Shortness of breath.
"Zichong?" Liu Pan handed him a bottle of water.
"The density of the sovereign body above the dry zone—" Yao Chong took the water, took a sip, "isn't 'a lot.' It's 'full.' Like water being poured into a glass. Where the laws of physics have been stripped away, the sovereign body has filled in."
"The law of physics applies to skin," Liu Pan said. "Once the skin is gone, what's underneath is exposed."
"Yes." Yao Chong looked at the strangely colored grove of trees in the distance. "That grove—the laws of physics no longer apply there. The trees are still there because—"
"Because the tree is a skeleton," Shen Ruozhi said. "After the laws of physics are stripped away, the material structure doesn't immediately disappear. It retains its final form, like a fossil. But no more physical processes occur—no photosynthesis, no water transport, no cell division. The tree is still the shape of a tree, but there's no longer a tree inside."
"Like a zebra," Liu Pan said.
Yao Chong glanced at him.
"I told Yao about this before, when we were at the whale fall," Liu Pan said softly. "After a lion bites a zebra's throat, the zebra struggles for a while, then stops. Its body is still there, warm, and intact, but the zebra is no longer inside."
silence.
"The water stains are shrinking," Shen Ruozhi said, looking at the monitoring equipment. "Compared to the data recorded by Professor Chen Dunli eight months ago, the radius of the water stains around CERN has shrunk by approximately four hundred meters."
"Four hundred meters." Yao Chong looked at the faded truck. It was parked on the highway about three hundred meters away. "That truck—it was still submerged in water eight months ago."
"Yes. It's on the edge now. In a few months, it will enter the dry zone."
"Then what?"
"Then it will turn into that forest, the color will fade, the physical processes will stop, and it will become a fossil shaped like a truck."

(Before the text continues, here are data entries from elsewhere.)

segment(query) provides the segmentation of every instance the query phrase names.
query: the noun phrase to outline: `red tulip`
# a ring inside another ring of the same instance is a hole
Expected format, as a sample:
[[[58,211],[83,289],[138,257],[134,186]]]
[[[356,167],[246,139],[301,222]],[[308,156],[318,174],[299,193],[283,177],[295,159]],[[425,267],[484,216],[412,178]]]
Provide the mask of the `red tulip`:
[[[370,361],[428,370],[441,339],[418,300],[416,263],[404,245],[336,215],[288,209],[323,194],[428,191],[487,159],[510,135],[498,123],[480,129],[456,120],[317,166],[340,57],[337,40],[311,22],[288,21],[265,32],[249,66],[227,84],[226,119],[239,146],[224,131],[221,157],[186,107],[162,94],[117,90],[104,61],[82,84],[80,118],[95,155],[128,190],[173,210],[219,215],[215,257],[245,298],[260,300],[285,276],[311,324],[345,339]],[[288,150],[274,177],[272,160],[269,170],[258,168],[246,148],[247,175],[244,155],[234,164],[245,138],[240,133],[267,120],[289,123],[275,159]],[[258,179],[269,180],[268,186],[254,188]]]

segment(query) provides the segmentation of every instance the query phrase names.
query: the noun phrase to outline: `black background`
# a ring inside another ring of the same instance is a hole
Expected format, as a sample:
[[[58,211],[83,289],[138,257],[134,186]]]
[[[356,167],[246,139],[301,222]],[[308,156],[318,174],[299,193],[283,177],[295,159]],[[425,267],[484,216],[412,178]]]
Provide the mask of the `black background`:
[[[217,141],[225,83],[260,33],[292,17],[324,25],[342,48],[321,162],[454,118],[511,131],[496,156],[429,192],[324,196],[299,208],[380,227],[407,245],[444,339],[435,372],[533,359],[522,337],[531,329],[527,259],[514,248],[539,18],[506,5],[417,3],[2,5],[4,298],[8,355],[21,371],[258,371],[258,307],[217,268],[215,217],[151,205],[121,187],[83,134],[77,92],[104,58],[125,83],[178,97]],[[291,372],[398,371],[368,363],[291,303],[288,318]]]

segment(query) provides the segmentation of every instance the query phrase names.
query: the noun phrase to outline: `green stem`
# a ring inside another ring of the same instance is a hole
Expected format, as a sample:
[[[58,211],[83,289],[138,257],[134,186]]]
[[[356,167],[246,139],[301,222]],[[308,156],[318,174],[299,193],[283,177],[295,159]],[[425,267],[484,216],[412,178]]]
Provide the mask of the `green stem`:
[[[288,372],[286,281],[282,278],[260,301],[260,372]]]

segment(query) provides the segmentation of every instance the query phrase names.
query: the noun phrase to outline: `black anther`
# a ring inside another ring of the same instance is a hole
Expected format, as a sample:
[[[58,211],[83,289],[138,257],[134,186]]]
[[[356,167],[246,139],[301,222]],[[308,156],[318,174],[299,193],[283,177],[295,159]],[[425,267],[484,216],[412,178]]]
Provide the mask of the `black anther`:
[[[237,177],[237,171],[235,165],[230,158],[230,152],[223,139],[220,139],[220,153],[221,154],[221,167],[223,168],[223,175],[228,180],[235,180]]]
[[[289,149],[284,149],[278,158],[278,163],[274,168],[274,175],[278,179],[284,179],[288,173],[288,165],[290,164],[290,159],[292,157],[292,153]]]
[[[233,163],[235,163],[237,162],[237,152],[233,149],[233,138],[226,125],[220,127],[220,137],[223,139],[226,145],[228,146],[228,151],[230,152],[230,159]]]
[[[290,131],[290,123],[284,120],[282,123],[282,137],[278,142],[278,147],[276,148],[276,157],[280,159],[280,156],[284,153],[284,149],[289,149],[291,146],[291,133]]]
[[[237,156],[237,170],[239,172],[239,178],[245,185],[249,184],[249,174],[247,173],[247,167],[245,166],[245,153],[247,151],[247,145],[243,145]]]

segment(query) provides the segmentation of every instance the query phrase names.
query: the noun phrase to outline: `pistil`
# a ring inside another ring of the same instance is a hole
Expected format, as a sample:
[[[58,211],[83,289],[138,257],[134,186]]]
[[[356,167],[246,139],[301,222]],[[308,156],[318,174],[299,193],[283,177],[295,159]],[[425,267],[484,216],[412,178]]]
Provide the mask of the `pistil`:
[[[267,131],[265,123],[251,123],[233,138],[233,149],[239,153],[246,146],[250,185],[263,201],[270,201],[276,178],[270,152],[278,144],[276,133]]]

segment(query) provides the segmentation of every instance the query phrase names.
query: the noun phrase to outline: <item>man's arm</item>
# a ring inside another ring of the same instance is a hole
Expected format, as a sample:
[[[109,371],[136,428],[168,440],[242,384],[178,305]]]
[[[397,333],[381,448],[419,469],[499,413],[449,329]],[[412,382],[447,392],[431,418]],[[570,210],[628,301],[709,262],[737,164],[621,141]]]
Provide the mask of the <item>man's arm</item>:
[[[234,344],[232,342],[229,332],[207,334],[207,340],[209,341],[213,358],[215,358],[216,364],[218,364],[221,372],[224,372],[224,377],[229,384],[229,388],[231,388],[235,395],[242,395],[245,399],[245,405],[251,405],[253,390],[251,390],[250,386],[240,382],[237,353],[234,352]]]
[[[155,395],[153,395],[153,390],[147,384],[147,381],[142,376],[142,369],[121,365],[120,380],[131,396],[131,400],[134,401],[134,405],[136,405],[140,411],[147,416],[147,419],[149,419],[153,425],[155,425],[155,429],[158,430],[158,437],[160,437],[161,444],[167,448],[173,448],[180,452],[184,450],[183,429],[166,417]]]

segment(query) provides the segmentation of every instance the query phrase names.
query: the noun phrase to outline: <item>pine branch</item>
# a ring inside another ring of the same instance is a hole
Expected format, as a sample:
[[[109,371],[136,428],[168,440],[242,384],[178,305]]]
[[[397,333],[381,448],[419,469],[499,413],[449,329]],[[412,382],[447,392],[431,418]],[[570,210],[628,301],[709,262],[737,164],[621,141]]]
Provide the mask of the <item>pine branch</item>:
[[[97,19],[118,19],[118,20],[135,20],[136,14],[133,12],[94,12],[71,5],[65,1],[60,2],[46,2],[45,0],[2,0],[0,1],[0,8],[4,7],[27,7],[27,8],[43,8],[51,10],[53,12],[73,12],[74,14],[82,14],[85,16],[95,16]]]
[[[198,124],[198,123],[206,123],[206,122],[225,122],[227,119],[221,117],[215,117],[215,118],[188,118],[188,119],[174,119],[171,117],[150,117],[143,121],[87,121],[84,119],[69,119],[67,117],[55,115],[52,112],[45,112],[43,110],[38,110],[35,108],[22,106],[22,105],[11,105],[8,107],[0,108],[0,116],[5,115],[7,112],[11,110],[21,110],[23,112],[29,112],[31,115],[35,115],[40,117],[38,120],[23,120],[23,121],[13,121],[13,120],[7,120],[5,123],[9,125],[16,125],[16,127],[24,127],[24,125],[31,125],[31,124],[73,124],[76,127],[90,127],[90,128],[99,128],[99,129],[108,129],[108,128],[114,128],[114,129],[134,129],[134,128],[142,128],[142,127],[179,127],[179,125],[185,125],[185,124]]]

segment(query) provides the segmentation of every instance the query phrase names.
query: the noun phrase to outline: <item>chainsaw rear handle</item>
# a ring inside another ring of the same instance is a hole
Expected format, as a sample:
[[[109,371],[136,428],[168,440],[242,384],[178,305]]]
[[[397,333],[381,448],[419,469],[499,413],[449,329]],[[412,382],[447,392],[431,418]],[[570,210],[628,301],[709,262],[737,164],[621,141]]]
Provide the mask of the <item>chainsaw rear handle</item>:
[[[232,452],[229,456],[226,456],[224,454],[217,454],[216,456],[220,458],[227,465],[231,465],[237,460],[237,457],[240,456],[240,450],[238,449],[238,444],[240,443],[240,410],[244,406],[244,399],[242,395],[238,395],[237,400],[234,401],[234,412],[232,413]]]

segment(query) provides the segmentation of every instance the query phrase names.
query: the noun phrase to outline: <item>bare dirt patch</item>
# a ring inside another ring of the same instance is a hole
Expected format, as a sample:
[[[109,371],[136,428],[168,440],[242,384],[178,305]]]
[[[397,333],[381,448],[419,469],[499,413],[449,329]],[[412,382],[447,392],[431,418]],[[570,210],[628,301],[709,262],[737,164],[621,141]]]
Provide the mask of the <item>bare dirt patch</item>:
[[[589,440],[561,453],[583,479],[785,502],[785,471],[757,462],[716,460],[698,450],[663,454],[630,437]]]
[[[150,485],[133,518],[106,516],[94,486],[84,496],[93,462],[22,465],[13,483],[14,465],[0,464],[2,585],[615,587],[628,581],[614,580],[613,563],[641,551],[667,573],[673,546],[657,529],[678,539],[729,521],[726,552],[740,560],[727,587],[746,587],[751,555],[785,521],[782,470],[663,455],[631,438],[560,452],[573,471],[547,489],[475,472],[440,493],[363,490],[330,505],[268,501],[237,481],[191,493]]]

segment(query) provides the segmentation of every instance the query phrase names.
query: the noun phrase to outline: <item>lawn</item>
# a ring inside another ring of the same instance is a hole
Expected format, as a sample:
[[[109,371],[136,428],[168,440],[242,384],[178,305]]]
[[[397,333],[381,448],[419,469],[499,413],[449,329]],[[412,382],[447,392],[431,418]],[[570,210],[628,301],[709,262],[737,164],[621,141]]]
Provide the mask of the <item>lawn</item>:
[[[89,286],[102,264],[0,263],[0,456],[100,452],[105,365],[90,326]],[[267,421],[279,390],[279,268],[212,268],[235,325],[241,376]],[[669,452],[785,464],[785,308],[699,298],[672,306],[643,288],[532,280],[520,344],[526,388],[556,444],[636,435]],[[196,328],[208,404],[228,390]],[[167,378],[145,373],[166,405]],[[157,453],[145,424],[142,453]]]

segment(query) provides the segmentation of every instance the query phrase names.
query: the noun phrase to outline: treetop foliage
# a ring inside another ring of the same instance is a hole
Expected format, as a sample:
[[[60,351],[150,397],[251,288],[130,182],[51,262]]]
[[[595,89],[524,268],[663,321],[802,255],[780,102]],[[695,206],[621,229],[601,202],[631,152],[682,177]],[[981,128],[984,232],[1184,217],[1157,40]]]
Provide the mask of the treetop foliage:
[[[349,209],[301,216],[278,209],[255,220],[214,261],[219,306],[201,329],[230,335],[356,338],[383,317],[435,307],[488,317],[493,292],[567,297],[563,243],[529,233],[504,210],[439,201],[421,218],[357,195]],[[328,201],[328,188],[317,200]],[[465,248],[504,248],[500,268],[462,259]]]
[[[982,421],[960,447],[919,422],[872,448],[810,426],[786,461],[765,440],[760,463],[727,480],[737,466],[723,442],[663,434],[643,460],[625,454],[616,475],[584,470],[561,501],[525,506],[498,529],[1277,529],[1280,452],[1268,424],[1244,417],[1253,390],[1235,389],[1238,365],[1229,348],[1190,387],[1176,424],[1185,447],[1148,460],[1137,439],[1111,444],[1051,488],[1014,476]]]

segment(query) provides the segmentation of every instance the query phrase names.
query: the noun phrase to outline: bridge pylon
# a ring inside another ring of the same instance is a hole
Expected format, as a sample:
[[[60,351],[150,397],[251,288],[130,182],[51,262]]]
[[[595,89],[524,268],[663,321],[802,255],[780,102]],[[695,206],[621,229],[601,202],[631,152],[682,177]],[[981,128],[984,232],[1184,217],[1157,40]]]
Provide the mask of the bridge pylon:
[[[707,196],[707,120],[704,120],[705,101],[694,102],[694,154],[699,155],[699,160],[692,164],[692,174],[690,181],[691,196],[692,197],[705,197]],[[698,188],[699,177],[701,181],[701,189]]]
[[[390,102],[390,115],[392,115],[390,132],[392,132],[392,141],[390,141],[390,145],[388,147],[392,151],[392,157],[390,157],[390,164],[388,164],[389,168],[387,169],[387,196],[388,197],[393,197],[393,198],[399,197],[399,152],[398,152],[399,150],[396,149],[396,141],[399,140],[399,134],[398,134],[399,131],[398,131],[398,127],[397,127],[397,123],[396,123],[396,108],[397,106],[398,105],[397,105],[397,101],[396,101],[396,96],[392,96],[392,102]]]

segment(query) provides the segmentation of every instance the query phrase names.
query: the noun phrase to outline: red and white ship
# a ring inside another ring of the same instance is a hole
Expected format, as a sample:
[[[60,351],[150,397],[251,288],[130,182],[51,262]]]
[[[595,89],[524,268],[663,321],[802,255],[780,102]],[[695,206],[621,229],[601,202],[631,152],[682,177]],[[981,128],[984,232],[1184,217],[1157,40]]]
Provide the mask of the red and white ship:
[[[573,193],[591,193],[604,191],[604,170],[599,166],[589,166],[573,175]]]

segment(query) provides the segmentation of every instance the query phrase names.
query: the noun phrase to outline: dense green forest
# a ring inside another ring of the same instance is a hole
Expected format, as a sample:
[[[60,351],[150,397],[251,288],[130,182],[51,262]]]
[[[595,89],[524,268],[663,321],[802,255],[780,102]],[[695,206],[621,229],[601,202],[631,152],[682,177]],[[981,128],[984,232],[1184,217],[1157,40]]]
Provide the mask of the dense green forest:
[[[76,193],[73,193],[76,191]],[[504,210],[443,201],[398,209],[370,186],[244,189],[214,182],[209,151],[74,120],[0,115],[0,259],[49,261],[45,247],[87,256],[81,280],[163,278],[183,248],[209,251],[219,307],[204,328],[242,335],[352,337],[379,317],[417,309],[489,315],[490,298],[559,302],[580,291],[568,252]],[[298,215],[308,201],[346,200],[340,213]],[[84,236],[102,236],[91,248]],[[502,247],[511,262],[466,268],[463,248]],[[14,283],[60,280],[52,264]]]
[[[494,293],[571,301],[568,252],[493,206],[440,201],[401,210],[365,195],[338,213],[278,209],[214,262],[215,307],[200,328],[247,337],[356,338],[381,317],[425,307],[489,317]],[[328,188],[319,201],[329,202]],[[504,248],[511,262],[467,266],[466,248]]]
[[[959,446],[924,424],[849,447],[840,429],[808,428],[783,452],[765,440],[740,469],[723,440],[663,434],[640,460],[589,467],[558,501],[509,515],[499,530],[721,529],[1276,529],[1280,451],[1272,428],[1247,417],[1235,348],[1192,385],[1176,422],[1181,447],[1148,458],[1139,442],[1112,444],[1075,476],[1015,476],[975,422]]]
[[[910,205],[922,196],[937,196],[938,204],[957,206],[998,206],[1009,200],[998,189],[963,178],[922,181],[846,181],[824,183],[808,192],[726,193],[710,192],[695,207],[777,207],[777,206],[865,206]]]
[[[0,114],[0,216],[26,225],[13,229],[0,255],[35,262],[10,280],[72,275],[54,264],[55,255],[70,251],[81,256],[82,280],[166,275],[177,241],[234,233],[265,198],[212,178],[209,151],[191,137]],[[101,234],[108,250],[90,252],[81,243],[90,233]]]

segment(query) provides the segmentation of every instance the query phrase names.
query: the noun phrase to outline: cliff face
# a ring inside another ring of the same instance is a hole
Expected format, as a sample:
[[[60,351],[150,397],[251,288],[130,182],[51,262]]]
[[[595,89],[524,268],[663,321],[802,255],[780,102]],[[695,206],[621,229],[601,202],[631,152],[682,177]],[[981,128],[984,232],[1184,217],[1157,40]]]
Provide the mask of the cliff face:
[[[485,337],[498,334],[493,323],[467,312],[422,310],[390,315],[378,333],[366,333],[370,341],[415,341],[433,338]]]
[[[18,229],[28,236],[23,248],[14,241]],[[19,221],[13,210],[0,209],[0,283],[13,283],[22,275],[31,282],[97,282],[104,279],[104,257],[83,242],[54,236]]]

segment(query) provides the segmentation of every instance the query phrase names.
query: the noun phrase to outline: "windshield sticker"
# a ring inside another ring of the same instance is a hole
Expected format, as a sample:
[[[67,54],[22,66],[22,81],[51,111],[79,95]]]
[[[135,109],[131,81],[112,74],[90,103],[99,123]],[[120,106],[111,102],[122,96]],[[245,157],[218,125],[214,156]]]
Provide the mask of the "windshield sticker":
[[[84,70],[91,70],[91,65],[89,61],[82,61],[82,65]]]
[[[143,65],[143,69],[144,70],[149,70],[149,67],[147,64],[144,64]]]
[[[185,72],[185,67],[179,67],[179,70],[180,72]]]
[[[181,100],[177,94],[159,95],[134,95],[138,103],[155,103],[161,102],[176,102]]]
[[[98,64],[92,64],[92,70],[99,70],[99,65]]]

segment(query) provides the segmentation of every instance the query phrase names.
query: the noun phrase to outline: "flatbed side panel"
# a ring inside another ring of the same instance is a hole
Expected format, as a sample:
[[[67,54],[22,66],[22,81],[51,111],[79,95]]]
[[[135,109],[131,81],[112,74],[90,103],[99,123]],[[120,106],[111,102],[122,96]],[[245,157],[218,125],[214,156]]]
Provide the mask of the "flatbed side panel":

Yao Chong remained silent.
He looked at the truck.
The vehicle was red, with a white cargo container, and the tires were still round, while the windows remained intact.
From a distance, it looks like just a truck parked on the side of the road.
The driver may have gone to the restroom.
The engine may be malfunctioning.
But its color is fading.
"How many water stains are there in the world?" he asked.
"Seventeen have been confirmed so far," Shen Ruozhi said. "The distribution is irregular—Antarctica, the Sahara, the Mariana Trench, the Brazilian rainforest. But they have one thing in common."
"They're all shrinking."
"They're all shrinking. At different rates. The smallest one—Antarctica—at the current rate, will be completely dried up in about forty-seven days."
Forty-seven days.
Yao Chong looked at the grass beneath his feet.
A green, earthy-smelling meadow where the laws of physics still apply.
He is now standing in the water.
Standing in a shrinking, still damp puddle.
They are fish in a puddle.
The water stains are shrinking.
Geneva Airport is still operational.
However, flights have been reduced by 70%.
There was a long queue at the check-in counters—not of passengers, but of people trying to leave Europe.
Their expressions were uniform: exhaustion, fear, and a sense of bewilderment that said, "I don't know where to go, but I don't want to stay here."
The airport itself is still within the area affected by the water damage.
So everything seemed normal—the lights were on, luggage was moving on the conveyor belt, and flight information was being broadcast over the loudspeaker.
But Yao Chong noticed that outside the floor-to-ceiling windows of the waiting hall, on the distant horizon, there was a very faint, almost invisible dividing line between the colors of the sky and the color of the sky.
One side of the dividing line is blue.
The other side is grayish-white.
The blue color is from water stains.
The grayish-white area is the dry area.
They stood on this side of the dividing line.
It's safe for now.
"The boarding gate is C23." Shen Ruozhi glanced at her phone.
The phone still works – the electromagnetic force hasn't been stripped away from the water stains.
They headed toward the boarding gate.